Behind the scenes: “Virtual Worlds Using Head-mounted Displays”

Virtual Worlds Using Head-mounted Displays” is the most complex video I’ve made so far, and I figured I should explain how it was done (maybe as a response to people who might say I “cheated”).

The basics

The video is a mix of four sources: a main video track showing the virtual world (a Doom3 level rendered by my own reverse-engineered viewer with some portal stuff thrown in), a secondary video track showing me in the real world (to illustrate how real-world actions get translated into virtual-world interactions), the audio track, and a 3D video track captured from a single Kinect camera to embed my body into the virtual world.

The easy bits first: I recorded the secondary video track using a tripod-mounted Canon Vixia digital video camera with an added wide-angle lens.

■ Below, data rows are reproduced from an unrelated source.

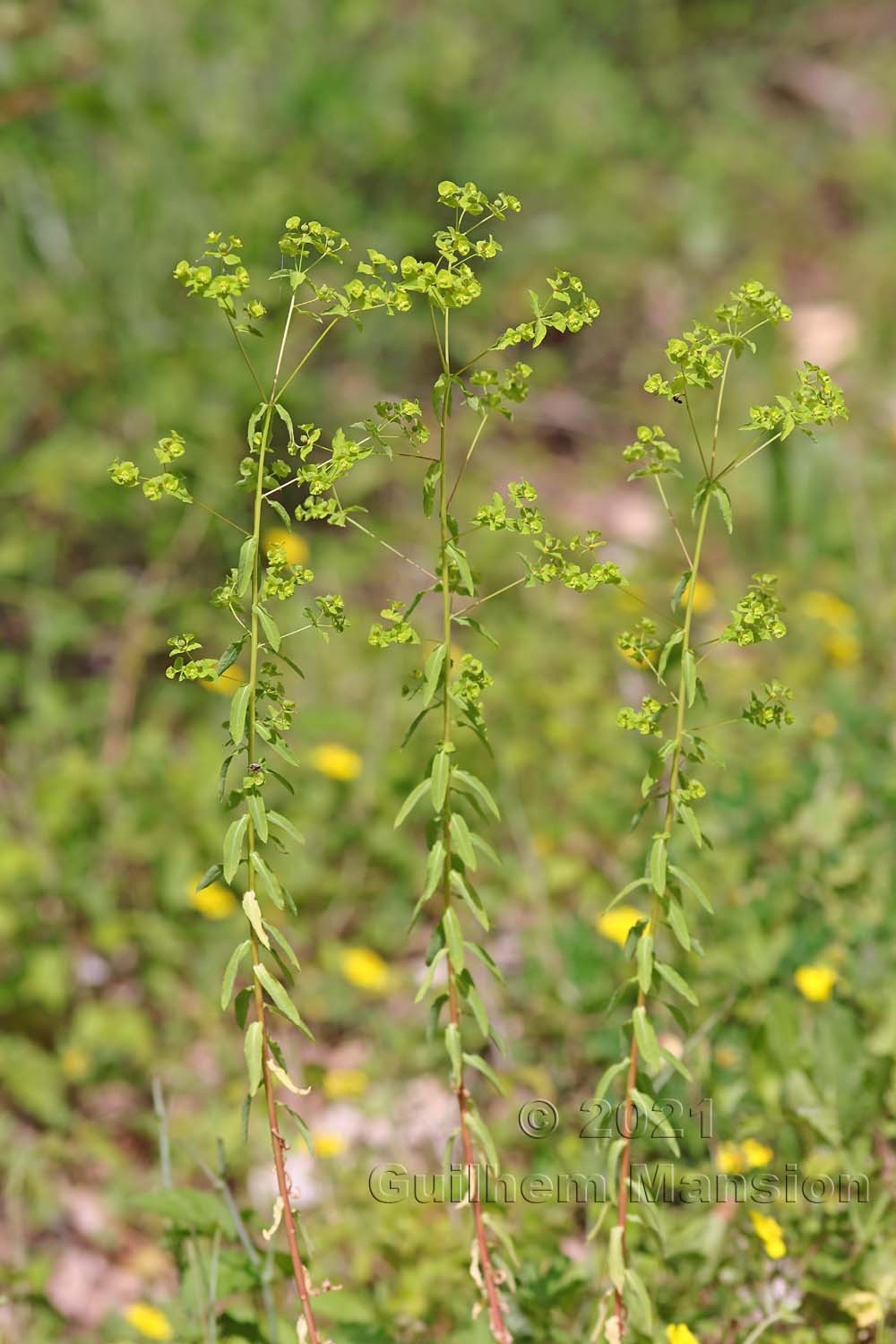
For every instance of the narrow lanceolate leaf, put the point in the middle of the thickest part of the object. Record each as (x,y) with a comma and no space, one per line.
(300,1124)
(677,983)
(470,784)
(691,822)
(616,1260)
(626,890)
(269,626)
(646,1038)
(452,1046)
(245,564)
(462,840)
(284,824)
(692,886)
(645,961)
(238,709)
(411,801)
(280,997)
(607,1075)
(230,973)
(426,984)
(255,806)
(253,1050)
(487,1142)
(254,916)
(284,945)
(234,846)
(479,1064)
(440,777)
(689,674)
(659,865)
(271,884)
(433,672)
(678,925)
(452,938)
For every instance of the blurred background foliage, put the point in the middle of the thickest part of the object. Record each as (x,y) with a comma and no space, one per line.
(664,151)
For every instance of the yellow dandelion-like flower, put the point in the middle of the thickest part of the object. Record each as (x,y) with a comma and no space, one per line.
(330,1145)
(828,607)
(296,547)
(226,683)
(336,762)
(344,1082)
(148,1322)
(729,1159)
(815,983)
(704,597)
(770,1233)
(680,1335)
(366,969)
(756,1153)
(616,922)
(214,902)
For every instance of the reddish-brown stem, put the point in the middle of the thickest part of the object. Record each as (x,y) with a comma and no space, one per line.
(495,1314)
(279,1148)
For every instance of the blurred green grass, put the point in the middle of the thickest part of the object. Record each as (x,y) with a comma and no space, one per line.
(664,152)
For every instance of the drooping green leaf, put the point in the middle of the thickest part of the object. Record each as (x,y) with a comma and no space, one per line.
(234,846)
(230,973)
(238,709)
(253,1051)
(410,803)
(245,564)
(452,938)
(269,626)
(646,1038)
(280,997)
(255,806)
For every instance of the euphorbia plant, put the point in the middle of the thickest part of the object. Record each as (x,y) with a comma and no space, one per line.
(280,454)
(447,690)
(700,365)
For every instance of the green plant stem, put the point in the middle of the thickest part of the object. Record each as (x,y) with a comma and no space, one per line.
(495,1316)
(279,1144)
(632,1075)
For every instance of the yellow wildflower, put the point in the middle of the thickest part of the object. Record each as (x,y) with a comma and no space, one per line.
(704,599)
(729,1159)
(295,546)
(215,900)
(828,607)
(226,683)
(842,647)
(344,1082)
(680,1335)
(366,968)
(616,922)
(330,1145)
(770,1234)
(336,762)
(148,1322)
(756,1153)
(866,1308)
(815,983)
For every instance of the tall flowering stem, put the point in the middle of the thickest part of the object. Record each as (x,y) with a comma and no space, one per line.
(702,360)
(261,712)
(450,685)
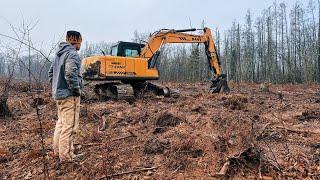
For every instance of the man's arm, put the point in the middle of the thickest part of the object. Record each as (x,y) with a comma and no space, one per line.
(72,70)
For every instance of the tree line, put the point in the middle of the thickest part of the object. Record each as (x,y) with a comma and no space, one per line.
(280,45)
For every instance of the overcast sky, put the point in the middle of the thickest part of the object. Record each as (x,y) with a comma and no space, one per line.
(113,20)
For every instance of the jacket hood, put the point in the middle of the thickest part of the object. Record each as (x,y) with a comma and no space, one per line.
(64,47)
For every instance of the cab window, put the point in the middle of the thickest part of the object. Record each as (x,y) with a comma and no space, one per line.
(131,53)
(114,51)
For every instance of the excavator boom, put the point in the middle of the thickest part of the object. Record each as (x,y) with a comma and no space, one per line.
(132,64)
(158,39)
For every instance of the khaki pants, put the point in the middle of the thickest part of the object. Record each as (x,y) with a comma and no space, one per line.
(66,127)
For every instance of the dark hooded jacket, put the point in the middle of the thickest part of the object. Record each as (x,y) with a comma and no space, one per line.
(65,72)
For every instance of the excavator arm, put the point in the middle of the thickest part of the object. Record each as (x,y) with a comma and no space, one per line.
(152,50)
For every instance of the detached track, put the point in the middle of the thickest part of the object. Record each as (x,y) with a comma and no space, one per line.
(207,129)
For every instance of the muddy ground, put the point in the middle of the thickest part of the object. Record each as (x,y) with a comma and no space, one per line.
(250,133)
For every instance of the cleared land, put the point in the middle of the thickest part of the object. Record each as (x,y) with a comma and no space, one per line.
(252,133)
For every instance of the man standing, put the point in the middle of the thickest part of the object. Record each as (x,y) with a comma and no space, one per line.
(66,90)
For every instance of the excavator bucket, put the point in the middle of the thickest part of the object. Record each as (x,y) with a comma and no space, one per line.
(219,85)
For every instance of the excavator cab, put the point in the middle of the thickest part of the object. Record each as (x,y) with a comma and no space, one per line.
(126,49)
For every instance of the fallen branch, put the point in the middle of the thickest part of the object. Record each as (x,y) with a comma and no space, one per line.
(129,172)
(116,139)
(298,130)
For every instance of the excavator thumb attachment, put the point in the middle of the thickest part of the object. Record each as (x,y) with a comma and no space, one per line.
(219,84)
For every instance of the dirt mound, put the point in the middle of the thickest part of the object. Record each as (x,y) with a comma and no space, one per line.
(166,120)
(181,153)
(309,115)
(155,146)
(235,102)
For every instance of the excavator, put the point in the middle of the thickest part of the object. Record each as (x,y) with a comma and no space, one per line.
(126,73)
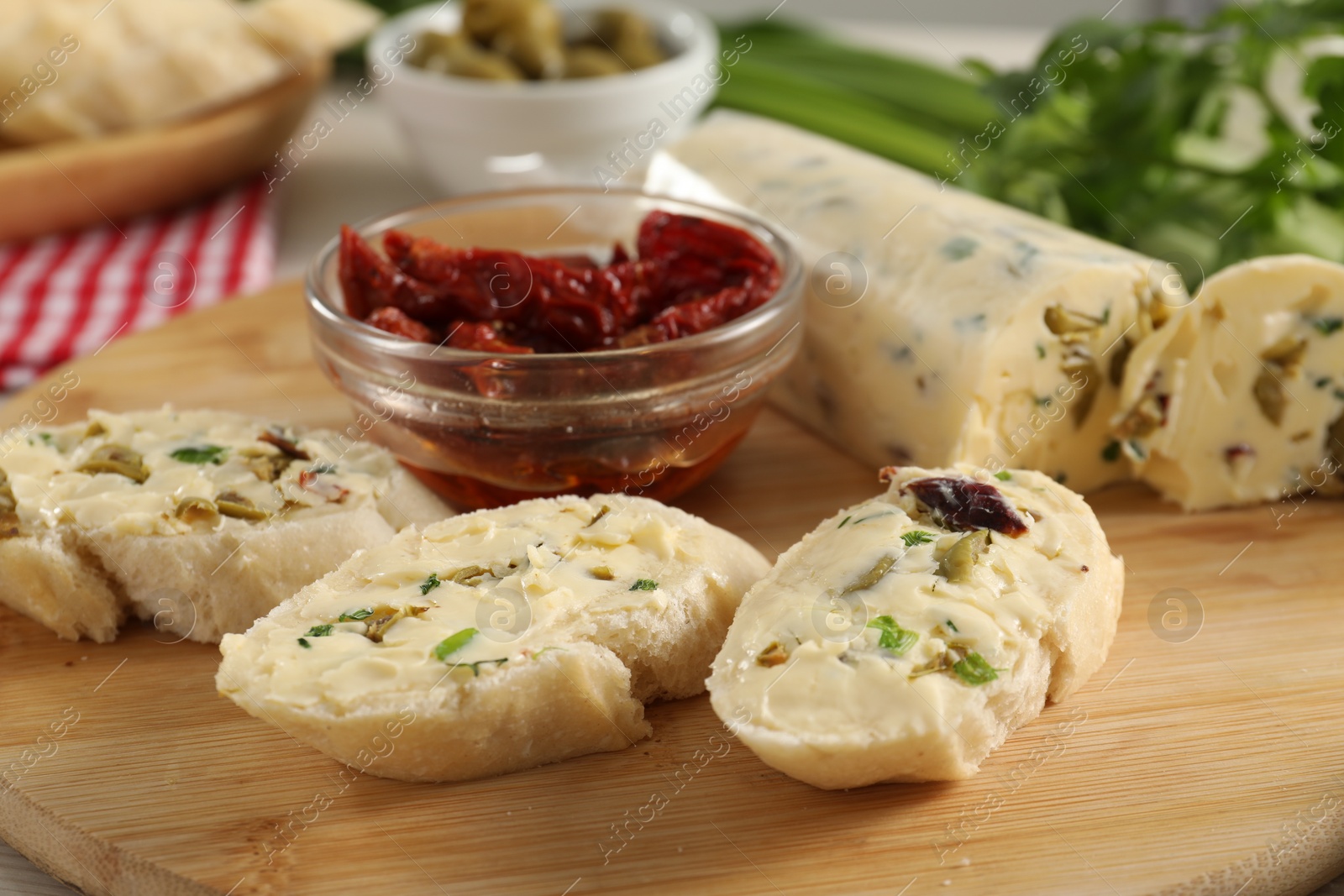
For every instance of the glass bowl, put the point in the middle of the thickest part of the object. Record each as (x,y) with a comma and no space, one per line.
(484,429)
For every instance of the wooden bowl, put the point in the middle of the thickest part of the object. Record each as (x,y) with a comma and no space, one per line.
(78,183)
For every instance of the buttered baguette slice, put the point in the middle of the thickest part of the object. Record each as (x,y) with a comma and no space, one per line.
(198,520)
(512,637)
(909,636)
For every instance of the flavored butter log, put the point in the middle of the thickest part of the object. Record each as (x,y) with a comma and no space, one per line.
(906,637)
(1241,396)
(942,328)
(510,638)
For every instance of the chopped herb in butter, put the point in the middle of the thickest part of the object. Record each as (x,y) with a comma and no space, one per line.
(893,637)
(201,454)
(917,537)
(974,669)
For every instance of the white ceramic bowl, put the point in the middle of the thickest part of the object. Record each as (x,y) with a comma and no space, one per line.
(475,134)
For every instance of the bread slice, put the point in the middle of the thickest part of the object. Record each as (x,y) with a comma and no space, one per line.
(909,636)
(121,513)
(497,640)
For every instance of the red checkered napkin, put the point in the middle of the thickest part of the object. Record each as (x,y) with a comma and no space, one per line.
(71,295)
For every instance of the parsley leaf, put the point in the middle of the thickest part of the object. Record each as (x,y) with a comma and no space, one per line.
(893,637)
(918,537)
(201,454)
(1327,325)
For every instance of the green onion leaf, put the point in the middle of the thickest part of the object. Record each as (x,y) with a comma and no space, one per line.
(454,642)
(974,671)
(202,454)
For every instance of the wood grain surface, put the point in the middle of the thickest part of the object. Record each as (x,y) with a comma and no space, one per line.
(82,183)
(1206,761)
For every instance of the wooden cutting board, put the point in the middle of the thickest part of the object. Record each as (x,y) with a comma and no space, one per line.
(1205,761)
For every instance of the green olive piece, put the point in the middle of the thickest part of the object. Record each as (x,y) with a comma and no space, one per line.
(483,19)
(268,468)
(533,40)
(773,656)
(486,65)
(1070,325)
(1335,443)
(1079,362)
(591,62)
(1269,396)
(1142,419)
(631,36)
(467,574)
(1120,355)
(385,617)
(873,577)
(197,511)
(116,458)
(1287,354)
(239,506)
(958,564)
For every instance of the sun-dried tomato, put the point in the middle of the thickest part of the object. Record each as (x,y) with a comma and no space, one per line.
(965,504)
(483,338)
(398,322)
(691,275)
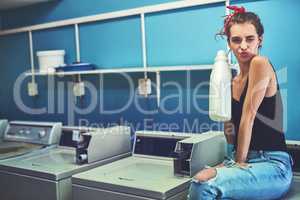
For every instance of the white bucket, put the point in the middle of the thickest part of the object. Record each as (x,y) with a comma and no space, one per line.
(48,60)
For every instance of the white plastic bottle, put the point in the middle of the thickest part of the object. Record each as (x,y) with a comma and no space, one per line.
(220,89)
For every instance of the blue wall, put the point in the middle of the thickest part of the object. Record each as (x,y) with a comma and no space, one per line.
(173,38)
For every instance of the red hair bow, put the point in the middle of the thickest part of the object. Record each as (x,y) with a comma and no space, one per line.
(236,10)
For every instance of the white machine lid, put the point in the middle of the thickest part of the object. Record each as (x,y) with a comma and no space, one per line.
(54,164)
(139,176)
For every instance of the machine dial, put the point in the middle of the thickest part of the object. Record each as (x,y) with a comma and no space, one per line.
(42,133)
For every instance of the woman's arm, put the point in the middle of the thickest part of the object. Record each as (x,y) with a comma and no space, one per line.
(229,132)
(260,74)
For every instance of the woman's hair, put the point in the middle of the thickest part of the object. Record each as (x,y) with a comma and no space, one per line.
(241,18)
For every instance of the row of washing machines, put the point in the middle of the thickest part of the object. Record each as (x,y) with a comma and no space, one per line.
(47,161)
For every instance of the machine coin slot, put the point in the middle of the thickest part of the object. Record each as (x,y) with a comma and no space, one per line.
(182,159)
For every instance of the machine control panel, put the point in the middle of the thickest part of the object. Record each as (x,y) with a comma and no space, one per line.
(33,132)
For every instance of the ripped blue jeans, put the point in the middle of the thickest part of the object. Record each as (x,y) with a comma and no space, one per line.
(267,176)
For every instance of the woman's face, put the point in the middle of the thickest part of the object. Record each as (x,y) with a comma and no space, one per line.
(244,41)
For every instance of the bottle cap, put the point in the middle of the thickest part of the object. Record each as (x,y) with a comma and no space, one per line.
(221,55)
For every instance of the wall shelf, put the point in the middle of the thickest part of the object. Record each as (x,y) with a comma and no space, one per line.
(128,70)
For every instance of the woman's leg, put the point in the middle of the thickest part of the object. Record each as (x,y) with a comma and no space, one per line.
(267,177)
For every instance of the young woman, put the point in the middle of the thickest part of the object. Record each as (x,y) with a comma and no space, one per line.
(260,167)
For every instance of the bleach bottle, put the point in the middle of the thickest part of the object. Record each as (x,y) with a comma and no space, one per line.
(220,89)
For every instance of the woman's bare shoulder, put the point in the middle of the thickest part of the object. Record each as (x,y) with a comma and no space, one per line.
(260,65)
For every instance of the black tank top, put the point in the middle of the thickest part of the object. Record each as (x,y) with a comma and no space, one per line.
(267,131)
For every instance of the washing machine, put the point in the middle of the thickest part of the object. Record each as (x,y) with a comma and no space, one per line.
(161,167)
(47,175)
(25,137)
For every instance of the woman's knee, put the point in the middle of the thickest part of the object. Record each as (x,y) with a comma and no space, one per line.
(206,175)
(201,191)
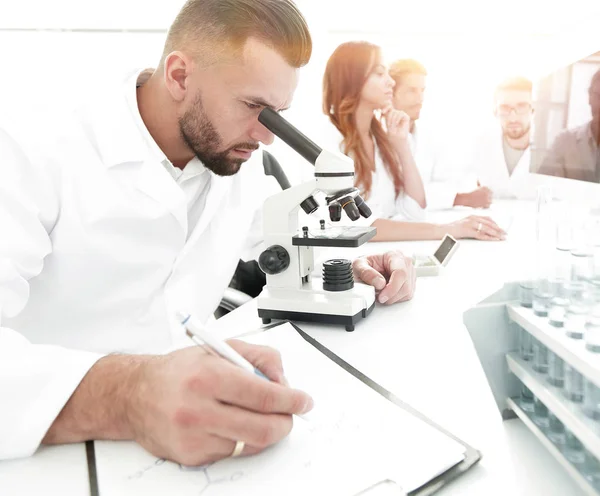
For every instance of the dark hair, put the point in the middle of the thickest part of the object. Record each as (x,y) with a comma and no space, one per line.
(406,66)
(595,80)
(203,25)
(514,84)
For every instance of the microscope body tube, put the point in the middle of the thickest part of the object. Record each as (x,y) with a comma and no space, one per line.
(289,134)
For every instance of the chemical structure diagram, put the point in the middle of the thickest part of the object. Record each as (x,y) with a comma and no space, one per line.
(203,469)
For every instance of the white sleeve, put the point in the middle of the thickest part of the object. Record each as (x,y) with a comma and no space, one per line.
(438,175)
(35,380)
(408,209)
(440,195)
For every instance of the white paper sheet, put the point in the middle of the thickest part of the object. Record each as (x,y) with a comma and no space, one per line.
(353,439)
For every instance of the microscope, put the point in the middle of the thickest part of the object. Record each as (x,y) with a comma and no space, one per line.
(288,261)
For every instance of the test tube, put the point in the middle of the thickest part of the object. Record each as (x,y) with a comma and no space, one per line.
(592,330)
(556,370)
(540,357)
(545,244)
(559,287)
(573,449)
(577,311)
(526,293)
(540,414)
(541,297)
(526,399)
(591,469)
(573,385)
(591,400)
(525,344)
(556,430)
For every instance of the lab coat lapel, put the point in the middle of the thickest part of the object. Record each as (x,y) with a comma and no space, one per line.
(218,187)
(125,153)
(153,180)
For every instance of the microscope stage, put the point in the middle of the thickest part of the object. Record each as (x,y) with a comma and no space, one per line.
(344,237)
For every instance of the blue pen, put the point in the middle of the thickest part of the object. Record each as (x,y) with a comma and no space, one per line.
(202,337)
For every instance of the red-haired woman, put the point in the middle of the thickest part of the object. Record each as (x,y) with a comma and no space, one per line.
(357,98)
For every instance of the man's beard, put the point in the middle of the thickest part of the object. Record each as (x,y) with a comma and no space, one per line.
(202,138)
(516,133)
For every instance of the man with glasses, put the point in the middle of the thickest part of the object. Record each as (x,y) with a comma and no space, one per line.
(501,160)
(575,153)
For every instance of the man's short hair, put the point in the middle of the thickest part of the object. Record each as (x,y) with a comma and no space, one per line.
(402,67)
(518,83)
(595,82)
(207,27)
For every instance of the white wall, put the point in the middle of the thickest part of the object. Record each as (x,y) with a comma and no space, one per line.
(55,52)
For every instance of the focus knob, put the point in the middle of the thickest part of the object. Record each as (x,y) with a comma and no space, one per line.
(274,259)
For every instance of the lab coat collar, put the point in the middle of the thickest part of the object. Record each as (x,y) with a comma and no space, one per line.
(584,133)
(111,122)
(112,127)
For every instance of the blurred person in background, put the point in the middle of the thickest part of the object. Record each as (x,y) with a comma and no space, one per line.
(502,156)
(357,99)
(436,173)
(575,153)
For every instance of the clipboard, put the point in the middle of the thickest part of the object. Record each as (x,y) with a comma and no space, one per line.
(471,455)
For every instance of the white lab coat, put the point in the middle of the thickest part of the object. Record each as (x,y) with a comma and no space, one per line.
(489,167)
(439,174)
(382,200)
(94,257)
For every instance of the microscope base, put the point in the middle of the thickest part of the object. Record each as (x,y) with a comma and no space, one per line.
(319,307)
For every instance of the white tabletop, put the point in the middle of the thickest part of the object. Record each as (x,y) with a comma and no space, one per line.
(422,352)
(419,350)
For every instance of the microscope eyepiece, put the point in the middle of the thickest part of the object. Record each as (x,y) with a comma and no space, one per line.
(350,208)
(335,211)
(310,205)
(363,208)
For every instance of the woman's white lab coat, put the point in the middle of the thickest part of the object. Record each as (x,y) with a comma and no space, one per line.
(489,167)
(382,200)
(95,256)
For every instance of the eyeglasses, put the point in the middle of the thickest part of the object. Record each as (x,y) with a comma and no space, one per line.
(521,108)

The 3D video stream from the Kinect camera was written to a pair of compressed files using my Kinect driver package. The main video track and the audio track, on the other hand, were recorded internally to the VR software using Vrui’s built-in recording facilities. These recording facilities work more like a MIDI sequencer than an audio recorder: they do not capture frames of what’s displayed on a VR environment’s screens (in this case, on the HMD screens), but they capture all 6-DOF tracking and event data and ancillary data (such as time stamps) that went into creating the images on the screens. These recordings can then be played back in a second run of the application, at which time video frames can be captured. The “raw” recording procedures produced the following:

  • An xxxx.mts file containing video from the camera in AVCHD format at 1440×1080 pixel resolution (16:9 aspect ratio) at 29.97 Hz, directly copied from the camera’s internal flash memory.
  • A pair of Kinect-<serial number>.color and Kinect-<serial number>.depth files, containing compressed 3D video from the Kinect camera.
  • An InputDeviceData.dat file, containing tracking, event, and ancillary data required to play back a Vrui session.
  • A SoundData.wav audio file containing the audio track recorded from a USB headset (16 bit, mono, 16kHz sample rate), already synchronized to the InputDeviceData.dat file by Vrui’s recording facilities.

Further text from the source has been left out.